Hinge by Tom Boone Hinges II - Benders

Demonstration by Jock Dempsey
March 28, 2001
Tonight's demo is on hinge benders. Both types are found in the book Professional Smithing by Donald Streeter, 1980. These are relatively standard. I've used both types. Couldn't find the parts of either. . must of canabalized them. A common thing to do since I'm down in the country. Often if you are short a piece you ah, "borrow" it from something else.
Click for details
Figure 1 - Click for details
This is a detail drawing of the lever type. Click to enlarge (when posted after demo).

If you make these to handle thicker stock they will also work on thinner stock. However the pin size stays the same. The bending nose is best made of some sort of hardenable tool steel.

I differ from Streeter in that I make the stationary part from a piece of angle so it can be clamped in a vise. I am also using shims on one side of the bending nose rather than set screws on both sides. Remember that wide benders work on narrow hinges but no vise versa. Don't get carried away. There is a limit to what the pin can take. Bigger benders need to be made heavier too.

Figure 2

Figure 3
There are several ways to use this type bender. Streeter clamps the bending nose tight on the stock and pin and lets the stock pull through the bender.

Figure 4

Figure 5

Figure 6
The other method is to feed extra stock through the bender and clamp it to the stationary arm. Then adjust the bending nose to a slip fit and pull it around.

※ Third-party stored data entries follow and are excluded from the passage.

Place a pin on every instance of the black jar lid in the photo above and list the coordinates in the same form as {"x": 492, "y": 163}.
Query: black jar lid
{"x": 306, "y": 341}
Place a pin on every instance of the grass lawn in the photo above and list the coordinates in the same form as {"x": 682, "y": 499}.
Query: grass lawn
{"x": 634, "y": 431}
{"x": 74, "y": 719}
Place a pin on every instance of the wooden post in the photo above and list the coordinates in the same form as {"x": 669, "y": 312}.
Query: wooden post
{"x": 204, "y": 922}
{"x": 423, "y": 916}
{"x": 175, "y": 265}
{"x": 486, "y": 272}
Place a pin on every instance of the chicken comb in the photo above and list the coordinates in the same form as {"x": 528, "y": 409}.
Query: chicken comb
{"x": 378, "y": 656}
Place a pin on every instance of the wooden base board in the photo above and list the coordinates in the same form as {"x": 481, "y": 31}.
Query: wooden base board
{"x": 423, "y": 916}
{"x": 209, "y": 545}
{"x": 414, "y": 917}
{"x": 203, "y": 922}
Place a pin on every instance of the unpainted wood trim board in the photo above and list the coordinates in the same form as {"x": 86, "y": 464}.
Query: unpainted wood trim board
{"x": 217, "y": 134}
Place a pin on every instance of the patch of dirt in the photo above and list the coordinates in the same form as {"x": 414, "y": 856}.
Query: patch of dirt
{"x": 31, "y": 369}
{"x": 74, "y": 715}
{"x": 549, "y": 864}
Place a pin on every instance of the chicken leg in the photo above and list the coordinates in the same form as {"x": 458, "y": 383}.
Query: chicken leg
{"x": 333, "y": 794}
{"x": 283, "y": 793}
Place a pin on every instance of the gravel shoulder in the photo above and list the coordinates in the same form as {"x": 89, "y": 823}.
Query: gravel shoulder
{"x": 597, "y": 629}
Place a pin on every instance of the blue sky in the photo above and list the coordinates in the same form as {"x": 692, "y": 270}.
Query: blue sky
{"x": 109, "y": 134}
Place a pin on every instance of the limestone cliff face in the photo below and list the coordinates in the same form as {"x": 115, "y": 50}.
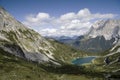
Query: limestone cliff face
{"x": 22, "y": 41}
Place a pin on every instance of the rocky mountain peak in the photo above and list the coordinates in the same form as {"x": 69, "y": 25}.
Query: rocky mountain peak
{"x": 107, "y": 28}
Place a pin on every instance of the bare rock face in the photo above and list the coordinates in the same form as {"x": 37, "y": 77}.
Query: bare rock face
{"x": 21, "y": 41}
{"x": 106, "y": 28}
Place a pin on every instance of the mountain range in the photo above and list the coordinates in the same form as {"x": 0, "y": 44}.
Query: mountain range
{"x": 102, "y": 36}
{"x": 26, "y": 55}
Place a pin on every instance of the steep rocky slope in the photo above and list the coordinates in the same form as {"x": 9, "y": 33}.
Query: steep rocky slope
{"x": 102, "y": 36}
{"x": 21, "y": 41}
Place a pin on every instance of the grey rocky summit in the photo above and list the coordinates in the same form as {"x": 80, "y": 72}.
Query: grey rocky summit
{"x": 21, "y": 41}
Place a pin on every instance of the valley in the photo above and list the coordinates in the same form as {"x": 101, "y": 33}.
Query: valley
{"x": 26, "y": 55}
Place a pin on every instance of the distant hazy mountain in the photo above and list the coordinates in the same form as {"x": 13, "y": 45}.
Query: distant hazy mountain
{"x": 101, "y": 36}
{"x": 23, "y": 42}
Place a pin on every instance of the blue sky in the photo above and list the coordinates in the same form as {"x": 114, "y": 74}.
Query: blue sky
{"x": 54, "y": 10}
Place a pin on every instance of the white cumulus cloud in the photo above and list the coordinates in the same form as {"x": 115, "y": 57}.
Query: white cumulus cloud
{"x": 68, "y": 24}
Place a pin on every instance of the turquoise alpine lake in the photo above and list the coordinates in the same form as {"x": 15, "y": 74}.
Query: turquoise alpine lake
{"x": 80, "y": 61}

This method also works for ends that are pre-bent and prepared for welding.
Click for details
Figure 7 - Click for details
Our second bender is used on an arbor press. This type is best used on thin material. It makes a wrap that goes as far as possible.

I make these benders using a mandrel that can be used to push the bent hinge out of the bender. Click to enlarge.

Figure 11
Stock can be prepreped with notches or cut later. If using a press to shear stock it is best done before hand. If hand sawing the stock you can fit the parts after bending.

Figure 8
These benders work in any arbor press big enough to get them in. You can also use a vise or tap the pusher with a hammer. The arbor press does a better job.

Figure 9

Figure 10
The pusher bridges the guide plates. After pushing the stock home the mandrel is used to push the finished part out.

Figure 12
The finished bend by this method is clean and smooth with a complete wrap.
Comments? Questions?
What are the stock limits for each or the different units?
what is the thinnest iron you can use in the arbor press bender?
I like that arbor press that is very inventive Thank you jock
good demo jock. never thought of using srbor press. would be hard on longer hinges though.
Jim C.
Arbor press version: Is the stock wrapped around the mandrel hot?
For the lever type if they are made so that the stock size is smaller than the pin you can make them until you can't pull it by hand.

Leah, I have pushed 0.050" stainless stock in one of these.

No both of these are use COLD.
On "how thin" this is the method that most "factory" made hinges are produced by. I suspect that .010" material is not a problem. What becomes a problem at that thickness is making the slot in the die.

My first pusher type was made using a hack saw anf then filing the slot with a fine file. My second one was made using a 1/16" cut-off tool in a shaper.

It is also possible to make these by the multi piece method. I'll make a sketch to go with the details.